Между тем двое пловцов старались держаться на стремнине и продолжали усиленно грести руками. Они двигались очень быстро, обгоняя других плывущих, которые уже выбились из сил и один за другим тонули на глазах у преследователей.
— Неужели мы дадим им уйти? — вопросительно взглянул Випсаний на Скавра.
— Ни в коем случае! — решительно произнес молодой патриций и возвысил голос, обращаясь ко всему отряду: — Здесь, я надеюсь, вы управитесь сами, а я с Гирцием и Випсанием отправляюсь следом за этими двумя бунтовщиками, которым уж очень хочется улизнуть от нас… Гирций, Випсаний! За мной! — скомандовал Скавр, пуская своего коня мелкой рысью вдоль берега.
Трое всадников в течение получаса двигались вровень с плывущими, удивляясь их выдержке. Наконец, они увидели, что пловцы стали живо подгребать к берегу.
— Один из них пусть будет мой, — предупредил Скавр своих подчиненных и вынул из ножен спафу.
Глаза его зажглись охотничьим азартом. За сегодняшний день он вошел во вкус, без всякого риска для себя убивая безоружных.
Однако, проехав еще немного мимо больших кустов ивняка, росшего вдоль берега, всадники увидели то, что двое преследуемых заметили раньше них: крутой берег реки перед ними прерывался широким разливом, далеко простиравшимся в сторону поймы, а противоположный берег залива был на расстоянии примерно полутора выстрелов из лука. К нему-то и устремились преследуемые.
— Похоже, нас одурачили! — воскликнул Гирций.
Скавр молча вложил меч в ножны и вынул из колчана лук и стрелу.
— Слишком далеко, — заметил, покачав головой, Випсаний, измерив взглядом расстояние до противоположного берега залива и наблюдая, как оба пловца, борясь с течением и водоворотами, приближаются к нему.

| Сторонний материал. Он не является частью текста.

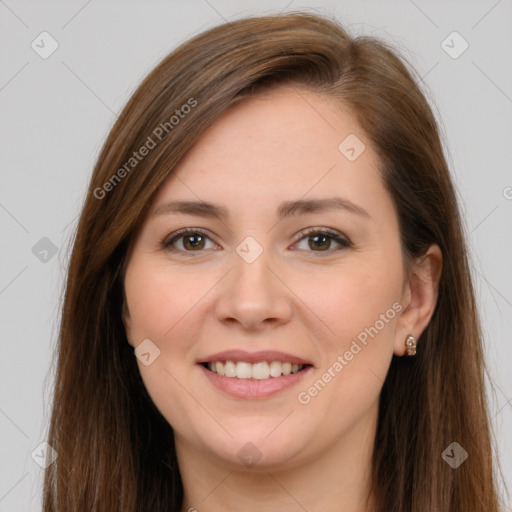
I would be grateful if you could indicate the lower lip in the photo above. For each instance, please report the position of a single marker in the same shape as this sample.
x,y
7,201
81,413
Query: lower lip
x,y
251,388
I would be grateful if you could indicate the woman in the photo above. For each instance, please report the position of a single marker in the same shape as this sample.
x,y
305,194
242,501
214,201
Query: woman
x,y
269,304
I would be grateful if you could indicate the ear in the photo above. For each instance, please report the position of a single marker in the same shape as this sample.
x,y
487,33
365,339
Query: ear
x,y
419,297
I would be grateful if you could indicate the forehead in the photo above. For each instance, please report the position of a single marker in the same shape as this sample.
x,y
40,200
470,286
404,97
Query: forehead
x,y
283,144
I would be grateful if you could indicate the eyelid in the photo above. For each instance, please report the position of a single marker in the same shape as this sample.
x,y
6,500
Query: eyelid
x,y
335,235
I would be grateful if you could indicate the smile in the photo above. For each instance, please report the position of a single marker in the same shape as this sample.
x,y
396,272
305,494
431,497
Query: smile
x,y
258,371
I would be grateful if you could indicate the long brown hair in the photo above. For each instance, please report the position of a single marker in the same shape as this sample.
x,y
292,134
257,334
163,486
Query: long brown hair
x,y
116,451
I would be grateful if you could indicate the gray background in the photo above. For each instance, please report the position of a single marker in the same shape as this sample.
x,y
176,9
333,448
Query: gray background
x,y
57,111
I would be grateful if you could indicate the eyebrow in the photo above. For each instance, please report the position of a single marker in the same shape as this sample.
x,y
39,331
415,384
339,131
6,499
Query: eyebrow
x,y
286,209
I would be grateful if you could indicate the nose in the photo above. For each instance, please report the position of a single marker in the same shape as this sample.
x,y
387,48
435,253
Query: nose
x,y
254,295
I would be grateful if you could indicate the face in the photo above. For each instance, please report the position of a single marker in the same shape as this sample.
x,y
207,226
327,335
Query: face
x,y
265,331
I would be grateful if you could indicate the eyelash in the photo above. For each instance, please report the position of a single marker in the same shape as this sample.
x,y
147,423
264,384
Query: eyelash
x,y
344,242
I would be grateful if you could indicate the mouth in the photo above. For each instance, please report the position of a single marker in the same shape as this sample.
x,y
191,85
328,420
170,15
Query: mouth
x,y
254,375
261,370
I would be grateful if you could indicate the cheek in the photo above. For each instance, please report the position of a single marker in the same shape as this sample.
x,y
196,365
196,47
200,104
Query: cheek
x,y
158,300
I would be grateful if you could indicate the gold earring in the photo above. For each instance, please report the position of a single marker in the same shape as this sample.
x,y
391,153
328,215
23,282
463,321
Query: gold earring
x,y
410,343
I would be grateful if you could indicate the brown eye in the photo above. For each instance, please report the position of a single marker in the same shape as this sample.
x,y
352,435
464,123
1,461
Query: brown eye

Скавр, подождав, когда оба мятежника (один из них был с седой коротко стриженной головой, другой — молодой и русоволосый) стали выбираться на сушу, утопая по пояс в воде, натянул тетиву лука, тщательно прицелился и выпустил стрелу, которая, как и предсказывал Випсаний, не долетела до цели, упав в воду рядом с берегом.

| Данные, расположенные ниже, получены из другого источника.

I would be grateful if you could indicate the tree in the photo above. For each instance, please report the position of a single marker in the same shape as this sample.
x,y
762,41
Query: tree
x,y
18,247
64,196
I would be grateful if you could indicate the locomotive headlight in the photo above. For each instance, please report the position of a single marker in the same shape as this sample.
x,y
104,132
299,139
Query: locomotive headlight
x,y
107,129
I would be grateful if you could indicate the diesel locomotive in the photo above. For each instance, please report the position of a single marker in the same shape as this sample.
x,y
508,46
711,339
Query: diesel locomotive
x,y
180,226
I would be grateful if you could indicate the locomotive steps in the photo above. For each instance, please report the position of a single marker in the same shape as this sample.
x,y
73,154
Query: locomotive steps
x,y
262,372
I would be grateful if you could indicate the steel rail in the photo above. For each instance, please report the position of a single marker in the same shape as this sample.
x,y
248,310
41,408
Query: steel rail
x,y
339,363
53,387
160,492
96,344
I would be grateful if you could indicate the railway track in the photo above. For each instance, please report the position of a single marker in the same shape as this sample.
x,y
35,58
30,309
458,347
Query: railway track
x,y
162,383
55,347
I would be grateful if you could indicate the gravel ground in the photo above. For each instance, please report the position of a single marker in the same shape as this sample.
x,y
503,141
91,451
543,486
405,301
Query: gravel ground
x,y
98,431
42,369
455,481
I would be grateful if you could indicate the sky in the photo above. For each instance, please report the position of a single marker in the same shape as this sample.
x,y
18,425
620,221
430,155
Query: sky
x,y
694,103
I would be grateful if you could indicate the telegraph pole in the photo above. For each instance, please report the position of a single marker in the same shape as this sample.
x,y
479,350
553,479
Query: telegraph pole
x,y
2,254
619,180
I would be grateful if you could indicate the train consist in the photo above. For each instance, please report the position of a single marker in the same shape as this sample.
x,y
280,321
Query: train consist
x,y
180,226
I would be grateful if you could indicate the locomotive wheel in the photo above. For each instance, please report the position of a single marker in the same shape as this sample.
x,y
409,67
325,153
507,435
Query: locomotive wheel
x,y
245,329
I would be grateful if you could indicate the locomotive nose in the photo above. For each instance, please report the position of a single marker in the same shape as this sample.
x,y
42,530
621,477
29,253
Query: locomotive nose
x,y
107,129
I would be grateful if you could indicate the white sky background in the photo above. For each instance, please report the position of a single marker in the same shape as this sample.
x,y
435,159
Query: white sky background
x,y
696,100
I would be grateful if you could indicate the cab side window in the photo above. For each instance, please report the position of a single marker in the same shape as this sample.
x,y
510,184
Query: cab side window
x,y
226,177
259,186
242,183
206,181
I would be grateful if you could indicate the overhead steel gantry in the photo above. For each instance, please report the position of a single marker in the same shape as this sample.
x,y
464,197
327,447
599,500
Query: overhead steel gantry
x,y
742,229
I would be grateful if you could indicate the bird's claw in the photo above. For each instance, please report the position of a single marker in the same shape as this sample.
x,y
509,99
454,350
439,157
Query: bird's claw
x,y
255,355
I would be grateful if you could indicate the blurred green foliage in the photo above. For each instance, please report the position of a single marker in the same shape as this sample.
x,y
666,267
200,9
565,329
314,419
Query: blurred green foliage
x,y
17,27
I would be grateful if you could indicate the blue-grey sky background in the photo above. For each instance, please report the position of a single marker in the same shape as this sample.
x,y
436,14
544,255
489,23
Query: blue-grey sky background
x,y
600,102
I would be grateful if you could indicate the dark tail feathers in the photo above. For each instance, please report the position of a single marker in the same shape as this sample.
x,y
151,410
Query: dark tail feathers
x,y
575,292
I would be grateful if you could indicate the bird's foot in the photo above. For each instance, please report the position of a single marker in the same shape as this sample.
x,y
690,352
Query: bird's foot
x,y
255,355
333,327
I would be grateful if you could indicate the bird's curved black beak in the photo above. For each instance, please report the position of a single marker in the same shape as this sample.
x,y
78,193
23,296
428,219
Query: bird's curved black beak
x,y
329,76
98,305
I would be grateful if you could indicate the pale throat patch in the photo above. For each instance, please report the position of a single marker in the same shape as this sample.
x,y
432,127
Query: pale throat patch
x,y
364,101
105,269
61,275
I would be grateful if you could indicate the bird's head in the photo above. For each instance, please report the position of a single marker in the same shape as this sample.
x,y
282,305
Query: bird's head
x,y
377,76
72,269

— Проклятье! — с досадой произнес Скавр.
— Поедем в объезд по берегу залива, — предложил Випсаний. — Кажется, вон там, возле тех деревьев можно будет проскочить на тот берег. На конях мы быстро догоним этих разбойников и изрубим их в куски.
Тем временем оба беглеца выбрались на берег.
У молодого и высокого висел на перевязи меч в ножнах. Второй, седоволосый, был вооружен лишь кинжалом, прицепленным к поясу.
Не удостоив даже взглядом своих преследователей, они скрылись в прибрежных кустах.
— Хорошо, — немного поразмыслив над предложением Випсания, сказал Скавр. — Будем продолжать преследование.
— Не уйдут! — воскликнул Гирций.
Випсаний и Гирций поскакали от реки по широкому и ровному как стол зеленому лугу.
Скавр задержался, чтобы вложить в колчан лук, после чего погнал своего вороного, но не следом за товарищами, а прямо по берегу залива, надеясь найти брод ближе того места, которое приметил Випсаний.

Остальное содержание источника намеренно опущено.